On Aug. 17, UT System Chancellor Francisco Cigarroa unveiled plans to establish a medical school in the Rio Grande Valley. That announcement was news to most Texans, but Valley residents and politicians knew the news followed years of their lobbying and planning. The “medical school blueprint,” which explains how the Valley school will operate, does not specifically indicate how it will be funded. Instead, the purpose of the blueprint is to signal in no uncertain terms the UT System’s intention to establish a permanent medical presence in the Valley.
On May 3, the regents announced plans to open a new medical school in Austin. And while it may seem unwise to invest in two medical schools costing hundreds of millions of dollars each at a time when every other news story about higher education focuses on its skyrocketing cost or plunging operating funds, the two schools are smart investments in the future of UT and this state.
Texas’ relatively low unemployment figures have attracted people in search of jobs from across the country. While the shiny new apartment towers rising up just blocks away from campus in downtown are a testament to Austin’s ability to attract a highly skilled, relatively wealthy workforce, the state’s fastest growing region is the less affluent Lower Rio Grande Valley, where average incomes are only slightly more than half of the state’s average income. According to State Senator Eddie Lucio, Jr., a politician from Brownsville who has been working to establish a medical school in the Lower Valley region for years, residents in his senatorial district suffer from higher rates of diabetes, cancer and obesity than other Texans. Due to lack of access to advanced medical facilities, and the region’s endemic poverty, many Valley residents’ medical conditions go untreated or under-treated.

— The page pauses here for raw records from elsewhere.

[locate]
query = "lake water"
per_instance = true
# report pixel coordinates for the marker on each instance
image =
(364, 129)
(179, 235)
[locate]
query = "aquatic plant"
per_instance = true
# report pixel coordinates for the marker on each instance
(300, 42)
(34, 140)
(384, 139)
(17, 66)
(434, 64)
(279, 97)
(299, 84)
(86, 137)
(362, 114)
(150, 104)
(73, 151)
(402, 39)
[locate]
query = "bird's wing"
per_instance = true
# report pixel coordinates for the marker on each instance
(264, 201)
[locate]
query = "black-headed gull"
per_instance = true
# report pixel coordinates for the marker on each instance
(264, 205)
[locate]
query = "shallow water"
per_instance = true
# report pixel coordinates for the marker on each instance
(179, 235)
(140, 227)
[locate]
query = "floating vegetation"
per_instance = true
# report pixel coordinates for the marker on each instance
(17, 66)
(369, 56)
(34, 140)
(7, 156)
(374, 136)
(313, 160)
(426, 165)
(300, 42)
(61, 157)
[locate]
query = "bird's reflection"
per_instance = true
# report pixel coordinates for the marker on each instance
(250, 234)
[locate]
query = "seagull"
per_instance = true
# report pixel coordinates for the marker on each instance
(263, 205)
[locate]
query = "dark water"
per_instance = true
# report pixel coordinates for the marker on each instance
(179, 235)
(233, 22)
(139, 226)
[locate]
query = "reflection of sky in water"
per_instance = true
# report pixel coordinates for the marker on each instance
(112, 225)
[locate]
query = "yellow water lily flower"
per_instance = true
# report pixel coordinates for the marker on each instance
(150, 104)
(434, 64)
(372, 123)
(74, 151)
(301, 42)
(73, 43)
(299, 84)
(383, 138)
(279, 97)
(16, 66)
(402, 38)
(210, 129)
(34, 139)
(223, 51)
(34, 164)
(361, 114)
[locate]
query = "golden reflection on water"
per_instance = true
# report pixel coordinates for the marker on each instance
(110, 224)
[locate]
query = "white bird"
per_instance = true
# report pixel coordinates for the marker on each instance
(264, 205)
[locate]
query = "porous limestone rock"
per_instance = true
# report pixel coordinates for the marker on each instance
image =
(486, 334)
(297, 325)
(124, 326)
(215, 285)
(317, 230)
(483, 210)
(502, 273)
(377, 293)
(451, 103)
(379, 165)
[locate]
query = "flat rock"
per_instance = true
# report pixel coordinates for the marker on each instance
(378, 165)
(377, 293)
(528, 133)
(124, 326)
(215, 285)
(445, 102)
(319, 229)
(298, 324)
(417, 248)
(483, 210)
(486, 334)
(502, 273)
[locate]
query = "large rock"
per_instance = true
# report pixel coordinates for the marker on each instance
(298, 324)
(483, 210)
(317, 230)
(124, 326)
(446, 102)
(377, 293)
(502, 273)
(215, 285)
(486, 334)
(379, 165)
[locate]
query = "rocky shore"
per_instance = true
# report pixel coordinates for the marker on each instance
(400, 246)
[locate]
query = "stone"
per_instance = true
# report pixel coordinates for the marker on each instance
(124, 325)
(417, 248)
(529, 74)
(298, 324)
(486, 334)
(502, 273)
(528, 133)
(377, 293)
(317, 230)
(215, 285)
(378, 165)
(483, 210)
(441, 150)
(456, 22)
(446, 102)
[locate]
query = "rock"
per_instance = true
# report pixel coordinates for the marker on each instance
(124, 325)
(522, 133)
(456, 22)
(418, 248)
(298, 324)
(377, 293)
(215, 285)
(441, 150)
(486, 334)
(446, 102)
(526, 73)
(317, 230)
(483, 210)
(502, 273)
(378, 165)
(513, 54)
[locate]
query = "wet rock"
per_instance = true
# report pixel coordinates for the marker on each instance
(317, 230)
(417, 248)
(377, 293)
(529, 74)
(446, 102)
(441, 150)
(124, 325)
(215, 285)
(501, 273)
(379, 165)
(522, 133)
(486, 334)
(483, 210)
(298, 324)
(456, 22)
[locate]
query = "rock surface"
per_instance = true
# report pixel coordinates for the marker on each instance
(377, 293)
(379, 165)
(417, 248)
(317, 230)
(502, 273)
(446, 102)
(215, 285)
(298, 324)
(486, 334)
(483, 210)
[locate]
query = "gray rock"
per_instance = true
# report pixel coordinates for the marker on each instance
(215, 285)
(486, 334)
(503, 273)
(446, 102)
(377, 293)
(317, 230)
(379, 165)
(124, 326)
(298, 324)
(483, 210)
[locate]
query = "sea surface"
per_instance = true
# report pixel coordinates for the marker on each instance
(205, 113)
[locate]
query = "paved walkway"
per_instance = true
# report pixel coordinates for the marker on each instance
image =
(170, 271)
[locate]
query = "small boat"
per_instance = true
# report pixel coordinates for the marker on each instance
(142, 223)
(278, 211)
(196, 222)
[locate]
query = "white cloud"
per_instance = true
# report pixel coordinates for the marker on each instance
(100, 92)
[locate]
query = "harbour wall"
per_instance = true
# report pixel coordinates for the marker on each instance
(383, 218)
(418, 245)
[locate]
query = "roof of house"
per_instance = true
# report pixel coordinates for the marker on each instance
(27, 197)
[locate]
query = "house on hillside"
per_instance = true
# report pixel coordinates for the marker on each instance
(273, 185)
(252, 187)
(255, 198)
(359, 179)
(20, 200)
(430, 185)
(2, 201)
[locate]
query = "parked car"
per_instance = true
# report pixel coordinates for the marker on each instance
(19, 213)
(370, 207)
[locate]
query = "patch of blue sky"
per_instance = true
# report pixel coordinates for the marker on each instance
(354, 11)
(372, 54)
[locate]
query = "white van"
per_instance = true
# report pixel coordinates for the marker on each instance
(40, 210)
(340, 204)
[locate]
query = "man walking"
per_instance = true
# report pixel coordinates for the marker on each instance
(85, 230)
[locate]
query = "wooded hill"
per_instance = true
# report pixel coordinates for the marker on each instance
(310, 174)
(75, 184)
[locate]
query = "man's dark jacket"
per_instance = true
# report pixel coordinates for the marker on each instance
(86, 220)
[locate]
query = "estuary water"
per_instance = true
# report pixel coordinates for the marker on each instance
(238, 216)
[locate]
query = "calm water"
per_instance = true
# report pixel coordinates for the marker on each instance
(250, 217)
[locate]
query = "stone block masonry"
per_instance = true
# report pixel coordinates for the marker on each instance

The establishment of a medical school in the Valley will help to improve the situation not only by providing a place for Valley residents to seek treatment, but also by graduating physicians and surgeons who will practice in the area. According to the Texas Medical Association, the state reports a ratio of only 157 doctors per 100,000 residents, far below the 220 doctors per 100,000 reported for the nation. Texas’ ratio is not likely to improve as more people move to the state. Many of those new Texans are taking low-wage jobs that do not provide health insurance. Without the ability to train more doctors and keep them in the regions of the state where the need for their services is most urgent, Texas could fall even further behind in national health rankings. Because doctors tend to stay in the communities where they complete their residency programs, the addition of a medical school will mean a welcome influx of physicians to the Valley region.
While Austin enjoys a robust health care infrastructure compared to the Valley’s, the city and UT students will still benefit from the development of a leading medical school and associated research hospital. The school will not only increase access to health care for residents of the Central Texas region who travel to Austin for advanced medical treatment, but will also replace the aging and overtaxed facilities at University Medical Center – Brackenridge. Additionally, among the fifteen highest-ranked universities in the country, UT Austin is only one of four without an associated medical school in the same city. The addition of such a facility would build on the university’s existing relationship with the Dell Pediatric Research Institute, and would serve to strengthen UT’s already highly ranked nursing, pharmacy, biology and education programs.
As students interested in boosting the prestige of our degrees and as Texans concerned with the future competitiveness and well-being of our fellow Texans, we all ought to champion efforts to establish the schools. The support of the Board of Regents is an important step forward, but several questions remain to be answered, particularly regarding how the schools will be funded. Austin voters will face this question in the Nov. 6 elections when they will decide whether or not to approve a multi-million dollar bond issue to help to fund a medical school and research hospital in Austin. Despite the cost, medical schools in Austin and the Valley will improve the health and competitiveness of the state.